Sammlung der Entscheidungen des Schweizerischen Bundesgerichts
Collection des arrêts du Tribunal fédéral suisse
Raccolta delle decisioni del Tribunale federale svizzero

BGE 100 IV 238



100 IV 238

61. Urteil des Kassationshofes vom 20. September 1974 i.S. Eheleute
Eberhard gegen Generalprokurator des Kantons Bern. Regeste

    Art. 253 StGB.

    1.  Erschleichung einer falschen Beurkundung, begangen durch
Vortäuschung und Überbewertung güterrechtlicher Vermögenswerte in zwei
Eheverträgen anlässlich der öffentlichen Verurkundung der zwischen den
Ehegatten vereinbarten Gütertrennung (Erw. 1-4).

    2.  Der Gebrauch einer gemäss Art. 253 Abs. 1 StGB erschlichenen
falschen Urkunde durch denjenigen, der sie erschlichen hat, ist straflose
Nachtat (Erw. 5).

Sachverhalt

    A.- Rolf und Monika Eberhard-Neuenschwander heirateten am 22. September
1956. Sie standen unter dem gesetzlichen Güterstand der Güterverbindung,
bis sie durch Eheverträge vom 17. September 1963 und vom 5. April 1966
Gütertrennung vereinbarten und den Registereintrag veröffentlichten. Diese
vertragliche Gütertrennung wurde mit Ausstellung von Konkursverlustscheinen
gegen Rolf Eberhard durch die gesetzliche Gütertrennung im Sinne
von Art. 182 und 186 ZGB abgelöst, die am 7. Juli 1970 ins Register
eingetragen wurde.

    Die Eheleute Eberhard haben beim Abschluss des ersten Ehevertrages
vor Notar Schmitz in Thun und sodann beim zweiten Ehevertrag vor Notar
Keller in Langnau die folgenden Vermögensgliederungen falsch angegeben:

    a) Ehevertrag vom 17. September 1963

    -  Hausrat Fr. 20 000.--. Dieser gesamthaft der Ehefrau zugeschriebene
Hausrat stammte nur zum kleinen Teil von ihr selber.
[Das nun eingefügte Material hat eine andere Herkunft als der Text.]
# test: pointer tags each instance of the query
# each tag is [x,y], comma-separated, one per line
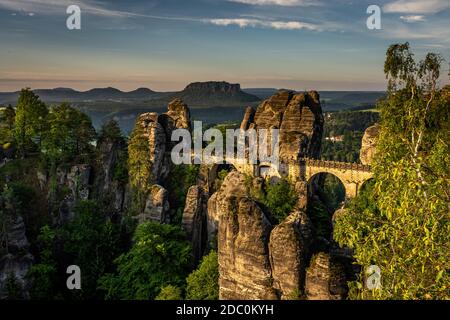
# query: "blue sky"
[165,44]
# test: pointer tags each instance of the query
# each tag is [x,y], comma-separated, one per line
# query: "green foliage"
[110,131]
[170,293]
[69,135]
[280,199]
[7,120]
[13,288]
[30,121]
[402,224]
[159,257]
[348,126]
[203,283]
[120,171]
[139,163]
[43,275]
[181,177]
[9,211]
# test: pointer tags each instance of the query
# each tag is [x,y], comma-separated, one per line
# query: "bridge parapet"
[335,165]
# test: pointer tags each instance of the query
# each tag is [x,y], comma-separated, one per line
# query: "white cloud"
[416,6]
[411,19]
[287,3]
[279,25]
[52,7]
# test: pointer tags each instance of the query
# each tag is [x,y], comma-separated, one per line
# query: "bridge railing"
[335,164]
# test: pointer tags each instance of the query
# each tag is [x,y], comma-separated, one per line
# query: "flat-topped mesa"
[157,130]
[299,118]
[214,86]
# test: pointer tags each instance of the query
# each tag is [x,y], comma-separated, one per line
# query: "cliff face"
[155,131]
[257,260]
[368,145]
[299,118]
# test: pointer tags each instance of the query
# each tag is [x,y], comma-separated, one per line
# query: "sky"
[166,44]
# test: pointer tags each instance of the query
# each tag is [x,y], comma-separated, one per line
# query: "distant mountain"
[71,95]
[262,93]
[214,94]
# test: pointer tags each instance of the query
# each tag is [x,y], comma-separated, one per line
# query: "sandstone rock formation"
[106,186]
[257,261]
[289,253]
[325,278]
[15,259]
[368,145]
[299,118]
[194,220]
[156,206]
[72,185]
[157,130]
[244,264]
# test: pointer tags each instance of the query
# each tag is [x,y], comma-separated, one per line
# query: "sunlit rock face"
[369,143]
[257,260]
[299,118]
[325,278]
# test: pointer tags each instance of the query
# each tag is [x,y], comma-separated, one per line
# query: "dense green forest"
[399,221]
[343,132]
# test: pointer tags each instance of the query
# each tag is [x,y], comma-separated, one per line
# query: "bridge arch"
[351,175]
[330,185]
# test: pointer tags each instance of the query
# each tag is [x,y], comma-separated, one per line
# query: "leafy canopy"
[402,223]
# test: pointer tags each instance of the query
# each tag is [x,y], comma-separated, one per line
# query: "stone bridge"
[352,175]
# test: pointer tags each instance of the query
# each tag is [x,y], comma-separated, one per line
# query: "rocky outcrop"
[156,206]
[325,278]
[368,145]
[289,247]
[257,259]
[299,118]
[244,265]
[194,220]
[157,130]
[15,259]
[72,185]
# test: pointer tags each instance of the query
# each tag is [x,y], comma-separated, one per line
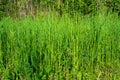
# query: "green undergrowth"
[60,48]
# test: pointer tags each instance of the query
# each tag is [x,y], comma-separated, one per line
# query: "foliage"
[84,7]
[54,47]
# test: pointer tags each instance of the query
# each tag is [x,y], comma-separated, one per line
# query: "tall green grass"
[60,48]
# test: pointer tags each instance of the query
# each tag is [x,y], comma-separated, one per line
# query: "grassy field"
[60,48]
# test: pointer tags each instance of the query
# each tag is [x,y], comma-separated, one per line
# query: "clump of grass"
[54,47]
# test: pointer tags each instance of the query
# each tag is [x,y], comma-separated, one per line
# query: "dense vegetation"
[59,39]
[60,48]
[15,7]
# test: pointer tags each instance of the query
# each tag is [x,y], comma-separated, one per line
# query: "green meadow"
[60,48]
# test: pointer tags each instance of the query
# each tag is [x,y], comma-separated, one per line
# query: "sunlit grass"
[60,48]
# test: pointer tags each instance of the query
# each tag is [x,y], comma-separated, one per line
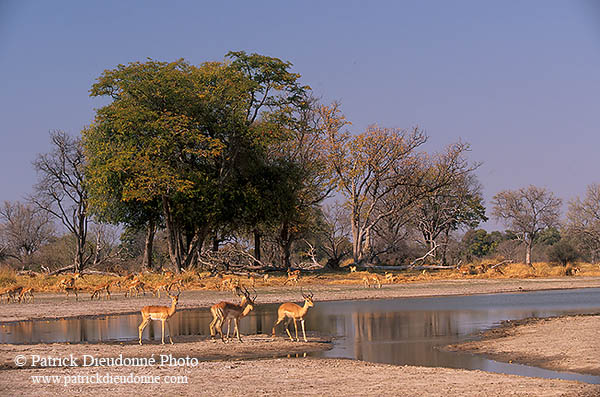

    - Reinvermögen von Fr. 20 000.-- der Einzelfirma Rolf Eberhard,
Hünibach. Da diese Einzelfirma nie eigentlich tätig war, wurde der Betrag
vorgetäuscht.

    - Fahrzeuge. Obschon der mit einem Wert von Fr. 10 500.-- angegebene
Personenwagen Chevrolet aus dem Verdienst der Ehefrau stammte, wurde er
im ursprünglichen Ehevertrag als Eigentum des Ehemannes angesprochen.

    - Barbetrag von Fr. 41 000.-- zu Gunsten der Ehefrau. Dieser bezifferte
sich in Wirklichkeit auf Fr. 12 000.--, was den Wert eines von ihr
gekauften Motorbootes darstellt; die übrigen Beträge wie Einlagen in die
Einzelfirma des Ehemannes in Hünibach und Anschaffung eines Personenwagens
Citroen hat sie nie geleistet. b) Ehevertrag vom 5. April 1966

    Der Hausrat wurde grundlos und nicht wahrheitsgemäss um Fr. 10 000.--
auf Fr. 30 000.-- erhöht und gesamthaft der Ehefrau zugeschrieben.

    Fahrzeuge. Der Wert der von der Ehefrau finanzierten Personenwagen
wurde mit Fr. 14 000.-- angegeben. In Wirklichkeit hatte sie nur den
Chevrolet im Werte von Fr. 10 500.-- aus ihrem Verdienst gekauft.

    Ein der Ehefrau gehörender Wertschriftenbetrag von Fr. 13 000.--
war vorgetäuscht.

    Die Darlehensforderung der Ehefrau von Fr. 41 000.-- gegenüber ihrem
Ehemann im ersten Ehevertrag vom 17. September 1963 wurde im neuen Vertrag
auf Fr. 30 000.-- herabgesetzt. Wie oben bereits ausgeführt, betrug die
Forderung der Ehefrau lediglich Fr. I 2000.--.

    Das Geschäftsguthaben von Fr. 30 000.-- zugunsten des Ehemannes
existierte nicht, da stets eine Unterbilanz vorhanden war.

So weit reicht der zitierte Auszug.